In a typical case, no, there will not be a difference in performance (unless you've fairly specifically told the compiler not to inline any functions). If you allow it to inline functions, however, chances are that it'll generate identical assembly language for both.
That should not, however, be seen as an excuse for ruining your design by including these abominations. First of all, a class should generally provide high level operations, so (for example) you could have a move_relative
and move_absolute
, so instead of something like this:
Point whatever;
whatever.SetX(GetX()+3);
whatever.SetY(GetY()+4);
...you'd do something like this:
Point whatever;
whatever.move_relative(3, 4);
There are times, however, that exposing something as data really does make sense and work well. If/when you are going to do that, C++ already provides a good way to encapsulate access to the data: a class. It also provides a predefined name for SetXXX
and GetXXX
-- they're operator=
and operator T
respectively. The right way to do this is something like this:
template <class T>
class encapsulate {
T value;
public:
encapsulate(T const &t) : value(t) {}
encapsulate &operator=(encapsulate const &t) { value = t.value; }
operator T() { return value; }
};
Using this, your Point class looks like:
struct Point {
encapsulate<double> x, y;
};
With this, the data you want to be public looks and acts as if it is. At the same time, you retain full control over getting/setting the values by changing the encapsulate
to something that does whatever you need done.
Point whatever;
whatever.x = whatever.x + 3;
whatever.y = whatever.y + 4;
Though I haven't bothered to in the demo template above, it's fairly easy to support the normal compound assignment operators (+=
, -=
, *=
, /=
, etc.) as well. Depending on the situation, it's often useful to eliminate many of these though. Just for example, adding/subtracting to an X/Y coordinate often makes sense -- but multiplication and division frequently won't, so you can just add +=
and -=
, and if somebody accidentally types in /=
or |=
(for just a couple of examples), their code simply won't compile.

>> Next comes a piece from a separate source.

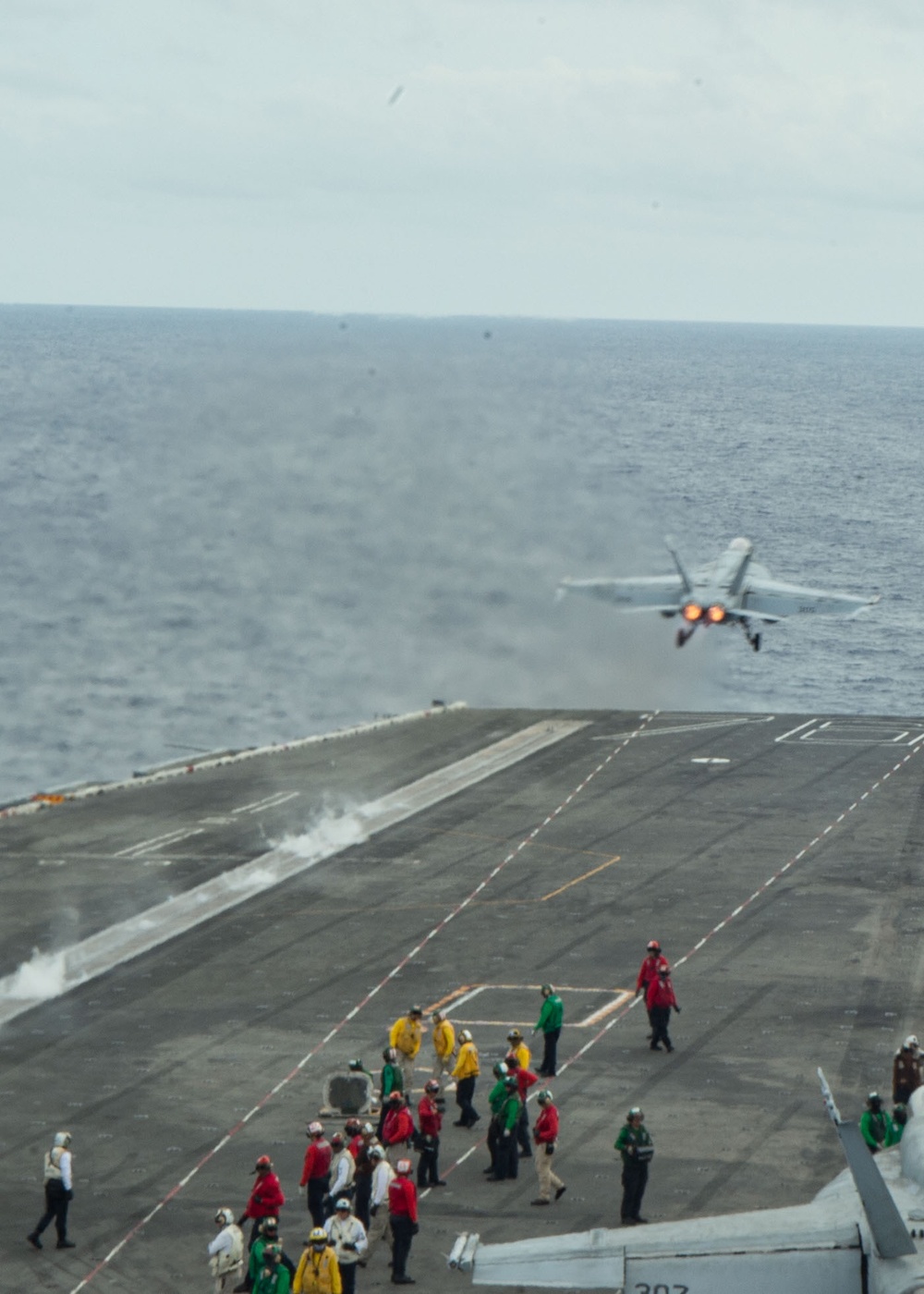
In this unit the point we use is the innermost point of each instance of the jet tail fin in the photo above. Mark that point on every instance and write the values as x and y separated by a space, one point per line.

This also provides better enforcement of whatever constraints you need on the data. With private data and an accessor/mutator, other code in the class can (and almost inevitably will) modify the data in ways you didn't want. With a class dedicated to nothing by enforcing the correct constraints, that issue is virtually eliminated. Instead, code both inside and outside the class does a simple assignment (or uses the value, as the case may be) and it's routed through the operator=
/operator T
automatically -- code inside the class can't bypass whatever checking is needed.
Since you're (apparently) concerned with efficiency, I'll add that this won't normally have any run-time cost either. In fact, being a template gives it a slight advantage in that regard. Where code in a normal function could (even if only by accident) be rewritten in a way that prevented inline expansion, using a template eliminates that -- if you try to rewrite it in a way that otherwise wouldn't generate inline code, with a template it won't compile at all.